A poll is fundamentally different from a rating. Polls typically result from the tabulation of votes. For example, each ballot in college football's AP poll is the opinion of one writer who should be #1,#2,#3, etc. So a poll is really a composite of many opionions or preferences. In contrast, a computer ranking is obtained from a single "measurement" of how good each team is based on the defining criteria.

Team A beat Team B, so why do your ratings still have B ahead of A?

This situation is usually called and "upset." It is generally impossible order the teams to eliminate all inconsistencies in actual game outcomes. Teams are not evaluated on the basis of one game, in which there is potential for high deviation from typical performance levels. Instead, a team's rating is based on its "average" level of performance over the entire season.

Your ratings stink! Why isn't my team ranked higher?

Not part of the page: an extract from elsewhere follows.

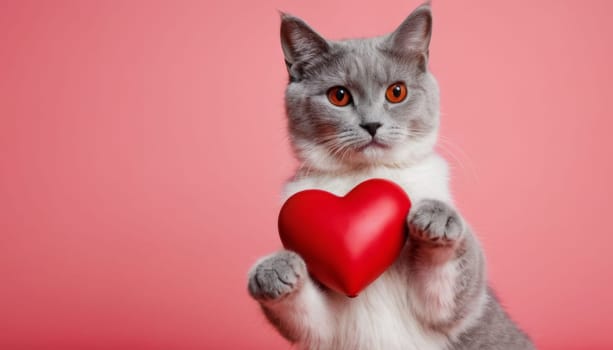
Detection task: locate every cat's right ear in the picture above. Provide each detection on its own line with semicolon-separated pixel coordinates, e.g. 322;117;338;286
385;3;433;72
280;13;330;80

The implementation of a computer rating algorithm is completely objective. So if the computer gives your team a bad (or good) rating, it shouldn't be taken personally. You have the right to disagree with the computer, but more than likely this is evidence of your own subjectivity. I do not meddle with the algorithm to "fix" the ratings. The model defines certain criteria that determine a team's rating, and the results are published on this web site without any human intervention.

What about predictions?

For many sports, I post predictions of upcoming games and moniter their success. In most cases, I would trust a computer's prediction over a human's. However, while this is often the most popular and entertaining application of computer ratings, it is not my primary purpose.

Predictions are obtained by extrapolating the analyisis of past performance to estimate future performance. Usually, the past is a resasonable indicator of what to expect in the future. However sporting events are to a great extent random, so upsets will occur. Furthermore, computer ratings are ignorant of many important factors such as injury, weather, motivation, and other intangibles. With this in mind, it is not wise to hold unrealistic expectations of the predictions.

Do you encourage sports wagering using your numbers?

Absolutely not! Please read the disclaimer.

Why do you post three different rating systems?

While the algorithms that produce computer ratings are objective, the choice of the model itself is not. Multiple systems provide the opportunity to compare alternative interprettations of the same data. Although there is general agreement, computer ratings are also quite diverse. The Massey Ratings are my creation, while the Markov and Sauceda models were developed with help from friends of mine.

How did you get involved with the BCS?

I started working on college football ratings as an honors project in mathematics while at Bluefield College in 1995. Continuing this interest as a hobby, I developed a web page and helped pioneer the organization of college football rankings via my comparison. The BCS, which started in 1997, realized the need to expand its sample of computer ratings from three to seven. My web site became a central resource point as the BCS officials searched for quality, respected, and well-established computer ratings. I received a phone call from SEC commisioner Roy Kramer in the spring of 1999 to discuss the prospect of adding my ratings to the BCS formula. Mine were chosen because of their demonstrated accuracy and conformance to the consensus, and my personal expertise in the field.